A unique feature is the formal assessment step to determine if an "event" constitutes an "incident", ensuring that legal and regulatory notification requirements are considered early.

Comparison table for NIST SP 800-61 and ISO/IEC 27035

Feature

NIST SP 800-61

ISO/IEC 27035

Lifecycle

4 Phases (Cyclical)

5 Phases (Sequential/Iterative)

Audience

Technical IR teams / SOC

Management and auditors

Focus

Technical actions / Playbooks

Governance and decision-making

South African Regulatory Compliance

In South Africa, the choice of framework is increasingly dictated by the Protection of Personal Information Act (POPIA). Section 22 mandates that if there are "reasonable grounds" to believe personal information has been accessed by an unauthorised person, the responsible party must notify the Information Regulator and the data subject.

Under POPIA, there is no "high-risk" threshold; all compromises must be reported irrespective of the perceived risk. As of April 2025, organisations must use the Information Regulator's mandatory eServices portal for reporting. This environment requires security management that bridges technical triggers with legal obligations.

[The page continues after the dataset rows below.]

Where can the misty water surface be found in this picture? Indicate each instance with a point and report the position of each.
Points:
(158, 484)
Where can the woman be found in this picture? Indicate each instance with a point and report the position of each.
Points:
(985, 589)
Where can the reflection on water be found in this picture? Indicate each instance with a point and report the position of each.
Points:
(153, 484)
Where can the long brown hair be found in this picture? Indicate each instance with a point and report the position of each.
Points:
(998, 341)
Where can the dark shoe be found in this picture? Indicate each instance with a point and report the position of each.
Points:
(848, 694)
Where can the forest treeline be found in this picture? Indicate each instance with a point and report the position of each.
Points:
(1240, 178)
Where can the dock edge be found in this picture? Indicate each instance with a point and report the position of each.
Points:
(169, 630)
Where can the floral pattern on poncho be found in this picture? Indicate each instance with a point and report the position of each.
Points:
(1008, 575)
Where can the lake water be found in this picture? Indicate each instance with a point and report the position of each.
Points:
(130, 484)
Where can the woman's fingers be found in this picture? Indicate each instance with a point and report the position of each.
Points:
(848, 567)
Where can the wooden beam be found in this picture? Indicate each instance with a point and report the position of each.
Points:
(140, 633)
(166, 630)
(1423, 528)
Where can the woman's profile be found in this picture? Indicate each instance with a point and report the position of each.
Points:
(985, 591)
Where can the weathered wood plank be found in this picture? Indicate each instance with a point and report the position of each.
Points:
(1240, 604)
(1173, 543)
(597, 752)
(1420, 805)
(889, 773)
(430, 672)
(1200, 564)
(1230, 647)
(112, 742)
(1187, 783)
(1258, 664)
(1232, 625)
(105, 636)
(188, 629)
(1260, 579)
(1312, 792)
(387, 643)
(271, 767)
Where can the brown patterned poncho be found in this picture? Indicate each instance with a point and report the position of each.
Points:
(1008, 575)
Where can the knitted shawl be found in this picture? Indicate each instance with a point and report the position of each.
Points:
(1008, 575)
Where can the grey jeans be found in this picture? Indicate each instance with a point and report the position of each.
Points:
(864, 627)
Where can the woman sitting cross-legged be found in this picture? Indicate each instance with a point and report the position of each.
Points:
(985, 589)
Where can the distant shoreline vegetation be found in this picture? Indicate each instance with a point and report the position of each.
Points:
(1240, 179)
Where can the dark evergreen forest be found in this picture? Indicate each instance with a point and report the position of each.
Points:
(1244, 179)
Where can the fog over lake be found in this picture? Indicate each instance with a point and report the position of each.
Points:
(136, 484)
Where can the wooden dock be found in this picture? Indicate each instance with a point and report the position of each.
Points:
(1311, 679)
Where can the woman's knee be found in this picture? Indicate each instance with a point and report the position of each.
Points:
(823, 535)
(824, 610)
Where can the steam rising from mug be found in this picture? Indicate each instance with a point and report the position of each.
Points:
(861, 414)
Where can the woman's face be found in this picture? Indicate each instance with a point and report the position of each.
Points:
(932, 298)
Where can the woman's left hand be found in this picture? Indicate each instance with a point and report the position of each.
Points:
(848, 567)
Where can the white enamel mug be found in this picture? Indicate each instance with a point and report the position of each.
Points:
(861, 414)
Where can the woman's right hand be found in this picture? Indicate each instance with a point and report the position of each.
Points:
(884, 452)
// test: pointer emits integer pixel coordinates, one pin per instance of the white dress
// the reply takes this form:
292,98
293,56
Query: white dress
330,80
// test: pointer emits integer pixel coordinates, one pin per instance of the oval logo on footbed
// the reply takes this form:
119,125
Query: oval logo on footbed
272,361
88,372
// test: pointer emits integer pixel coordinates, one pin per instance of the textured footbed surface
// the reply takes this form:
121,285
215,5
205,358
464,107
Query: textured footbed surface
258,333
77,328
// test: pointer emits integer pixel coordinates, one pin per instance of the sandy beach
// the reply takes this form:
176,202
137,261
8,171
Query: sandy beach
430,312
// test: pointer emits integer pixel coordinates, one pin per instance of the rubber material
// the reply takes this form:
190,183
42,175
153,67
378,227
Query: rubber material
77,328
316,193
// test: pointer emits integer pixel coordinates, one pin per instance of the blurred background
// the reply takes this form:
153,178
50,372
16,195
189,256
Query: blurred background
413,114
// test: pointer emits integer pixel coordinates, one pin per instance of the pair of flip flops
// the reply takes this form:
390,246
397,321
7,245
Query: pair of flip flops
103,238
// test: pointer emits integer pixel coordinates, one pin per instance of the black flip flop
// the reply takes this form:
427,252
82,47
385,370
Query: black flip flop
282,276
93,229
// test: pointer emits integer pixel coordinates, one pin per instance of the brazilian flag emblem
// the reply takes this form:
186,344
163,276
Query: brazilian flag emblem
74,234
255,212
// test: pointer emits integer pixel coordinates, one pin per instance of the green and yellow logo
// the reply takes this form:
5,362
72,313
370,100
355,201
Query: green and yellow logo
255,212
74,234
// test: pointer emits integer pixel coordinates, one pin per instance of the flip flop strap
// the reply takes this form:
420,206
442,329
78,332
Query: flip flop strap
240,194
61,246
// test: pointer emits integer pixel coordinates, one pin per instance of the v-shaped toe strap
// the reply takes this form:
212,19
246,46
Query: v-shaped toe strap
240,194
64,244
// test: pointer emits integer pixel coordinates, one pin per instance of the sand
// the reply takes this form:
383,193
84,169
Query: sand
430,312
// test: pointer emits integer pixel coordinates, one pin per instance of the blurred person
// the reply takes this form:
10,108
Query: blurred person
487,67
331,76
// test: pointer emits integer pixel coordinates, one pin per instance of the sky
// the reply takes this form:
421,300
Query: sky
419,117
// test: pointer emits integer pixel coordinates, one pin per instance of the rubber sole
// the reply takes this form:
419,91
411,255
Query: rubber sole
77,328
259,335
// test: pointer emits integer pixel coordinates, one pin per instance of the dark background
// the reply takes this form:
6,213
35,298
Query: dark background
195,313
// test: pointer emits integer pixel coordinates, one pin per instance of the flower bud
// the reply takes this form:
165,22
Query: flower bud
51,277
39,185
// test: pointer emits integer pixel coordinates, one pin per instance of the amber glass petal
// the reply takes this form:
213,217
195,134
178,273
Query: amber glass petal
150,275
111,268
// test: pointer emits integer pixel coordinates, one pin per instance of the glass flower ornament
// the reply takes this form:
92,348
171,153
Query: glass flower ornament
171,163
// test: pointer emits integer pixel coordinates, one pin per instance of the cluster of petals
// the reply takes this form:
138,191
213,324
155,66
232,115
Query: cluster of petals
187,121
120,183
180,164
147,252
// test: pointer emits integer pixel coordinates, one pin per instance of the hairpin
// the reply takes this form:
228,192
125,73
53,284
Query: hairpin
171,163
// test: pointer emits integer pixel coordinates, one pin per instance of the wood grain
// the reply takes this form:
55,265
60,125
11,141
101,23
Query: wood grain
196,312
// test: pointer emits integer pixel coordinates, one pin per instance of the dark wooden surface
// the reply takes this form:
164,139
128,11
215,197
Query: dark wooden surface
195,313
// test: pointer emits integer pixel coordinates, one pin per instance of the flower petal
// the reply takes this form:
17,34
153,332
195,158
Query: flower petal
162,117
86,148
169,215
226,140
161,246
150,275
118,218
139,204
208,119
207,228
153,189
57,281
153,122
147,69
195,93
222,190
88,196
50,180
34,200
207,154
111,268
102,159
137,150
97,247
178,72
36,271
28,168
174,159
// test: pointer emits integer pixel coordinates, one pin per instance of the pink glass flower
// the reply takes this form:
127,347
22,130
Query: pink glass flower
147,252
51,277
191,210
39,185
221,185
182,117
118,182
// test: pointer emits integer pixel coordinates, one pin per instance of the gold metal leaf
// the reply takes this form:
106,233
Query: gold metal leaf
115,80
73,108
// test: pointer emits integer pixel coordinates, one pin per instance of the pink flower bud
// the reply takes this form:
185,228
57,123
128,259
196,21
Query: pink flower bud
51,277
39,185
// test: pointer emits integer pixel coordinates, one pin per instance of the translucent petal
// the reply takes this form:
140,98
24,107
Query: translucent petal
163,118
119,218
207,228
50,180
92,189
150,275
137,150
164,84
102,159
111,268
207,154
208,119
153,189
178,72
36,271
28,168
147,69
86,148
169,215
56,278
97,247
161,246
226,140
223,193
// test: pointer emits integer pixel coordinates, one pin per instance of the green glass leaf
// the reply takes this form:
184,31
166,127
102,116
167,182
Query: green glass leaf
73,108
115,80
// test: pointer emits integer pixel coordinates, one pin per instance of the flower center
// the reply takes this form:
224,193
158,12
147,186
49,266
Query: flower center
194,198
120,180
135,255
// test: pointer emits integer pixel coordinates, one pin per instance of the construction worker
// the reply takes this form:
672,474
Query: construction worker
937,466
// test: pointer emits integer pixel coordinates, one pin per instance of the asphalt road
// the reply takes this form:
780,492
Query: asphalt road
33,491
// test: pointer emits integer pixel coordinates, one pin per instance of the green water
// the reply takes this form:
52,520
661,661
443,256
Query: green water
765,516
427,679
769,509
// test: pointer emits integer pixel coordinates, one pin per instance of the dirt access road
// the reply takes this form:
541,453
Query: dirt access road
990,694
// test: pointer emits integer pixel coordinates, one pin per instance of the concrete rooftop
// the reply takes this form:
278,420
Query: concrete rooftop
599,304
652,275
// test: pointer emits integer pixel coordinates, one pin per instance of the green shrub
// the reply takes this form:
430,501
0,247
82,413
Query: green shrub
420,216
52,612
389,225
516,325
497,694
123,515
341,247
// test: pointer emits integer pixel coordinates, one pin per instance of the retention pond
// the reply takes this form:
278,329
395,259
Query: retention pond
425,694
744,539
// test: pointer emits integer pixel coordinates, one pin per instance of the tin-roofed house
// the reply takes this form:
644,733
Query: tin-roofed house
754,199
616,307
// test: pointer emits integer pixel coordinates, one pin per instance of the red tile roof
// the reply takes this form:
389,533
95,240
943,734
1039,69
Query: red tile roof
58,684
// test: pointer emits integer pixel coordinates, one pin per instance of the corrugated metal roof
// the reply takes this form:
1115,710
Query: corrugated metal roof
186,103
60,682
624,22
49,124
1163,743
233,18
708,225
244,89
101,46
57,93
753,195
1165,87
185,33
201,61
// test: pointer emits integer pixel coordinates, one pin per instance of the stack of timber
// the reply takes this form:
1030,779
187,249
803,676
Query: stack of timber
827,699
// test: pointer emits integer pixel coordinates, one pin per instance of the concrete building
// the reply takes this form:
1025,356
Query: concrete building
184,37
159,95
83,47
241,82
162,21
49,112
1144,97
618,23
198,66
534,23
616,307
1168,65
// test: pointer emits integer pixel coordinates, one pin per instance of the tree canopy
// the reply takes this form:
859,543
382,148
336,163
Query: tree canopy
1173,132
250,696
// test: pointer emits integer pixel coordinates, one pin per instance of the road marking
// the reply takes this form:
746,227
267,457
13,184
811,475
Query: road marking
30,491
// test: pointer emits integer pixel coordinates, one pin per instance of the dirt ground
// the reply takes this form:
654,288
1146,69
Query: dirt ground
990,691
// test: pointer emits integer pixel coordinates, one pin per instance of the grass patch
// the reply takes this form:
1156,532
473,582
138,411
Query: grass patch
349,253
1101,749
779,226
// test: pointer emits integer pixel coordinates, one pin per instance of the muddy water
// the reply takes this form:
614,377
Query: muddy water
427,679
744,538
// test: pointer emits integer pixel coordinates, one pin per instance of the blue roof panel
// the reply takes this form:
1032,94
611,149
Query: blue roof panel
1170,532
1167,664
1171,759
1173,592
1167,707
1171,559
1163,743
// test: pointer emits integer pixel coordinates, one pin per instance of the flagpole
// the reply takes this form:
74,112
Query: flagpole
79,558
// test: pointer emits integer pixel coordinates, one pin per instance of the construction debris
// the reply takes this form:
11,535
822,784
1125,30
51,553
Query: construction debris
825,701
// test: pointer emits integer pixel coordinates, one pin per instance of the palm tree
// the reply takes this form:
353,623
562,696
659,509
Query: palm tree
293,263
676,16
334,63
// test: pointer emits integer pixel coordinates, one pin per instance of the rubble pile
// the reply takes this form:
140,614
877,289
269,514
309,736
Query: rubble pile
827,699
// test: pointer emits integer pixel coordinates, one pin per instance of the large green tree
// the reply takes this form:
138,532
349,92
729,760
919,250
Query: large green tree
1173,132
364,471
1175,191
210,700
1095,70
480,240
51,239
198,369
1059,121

Incident Response Best Practices

Mature organisations achieve resilience by synthesising frameworks into incident response best practices. Key technical measures include:

  • Playbooks: Detailed "battle plans" for responding to specific types of attacks like ransomware or phishing.
  • SOAR Platforms: Automation to reduce reaction times by isolating compromised containers instantly.
  • Continuous Monitoring: Moving towards proactive threat hunting and using monitoring-as-a-service to find hidden threats.

Professional Development at CUT

The Postgraduate Diploma in Information Technology at CUT provides the theoretical and practical depth needed for incident response leadership. The curriculum includes:

  • Advanced Information Security: Risk mitigation and policy design.
  • Ethical Hacking: Understanding how threat detection works to identify vulnerabilities proactively.
  • IT Governance and Compliance: Strategic management for navigating regulatory compliance.

By mastering incident response, graduates of the postgraduate diploma are empowered to protect South Africa's future cybersecurity systems.

FAQs: Incident Response Frameworks

1. What is the difference between an "event" and an "incident" in ISO/IEC 27035?

A security event is an identified occurrence that indicates a possible breach or a failure of controls. An incident is an event that has been assessed and confirmed as threatening business operations or information security.

2. Why does NIST group containment, eradication and recovery together?

NIST groups these together into Phase 3 because these activities often occur simultaneously or iteratively during a crisis. For example, a team may eradicate threats in one segment while still containing threats in another.

3. Is it mandatory to report a "low-risk" breach under POPIA?

Yes. POPIA has no risk threshold for reporting. Any unauthorised access to personal information must be reported to the Information Regulator and affected subjects as soon as reasonably possible.

4. How does threat intelligence improve incident response?

It provides context about known attackers and techniques. Integrating threat intelligence allows teams to prioritise alerts and predict an adversary's next moves during a breach.

5. How often should an incident response plan be tested?

Best practices suggest at least an annual tabletop exercise. Reviews should also follow major IT changes or actual incidents to incorporate "lessons learned".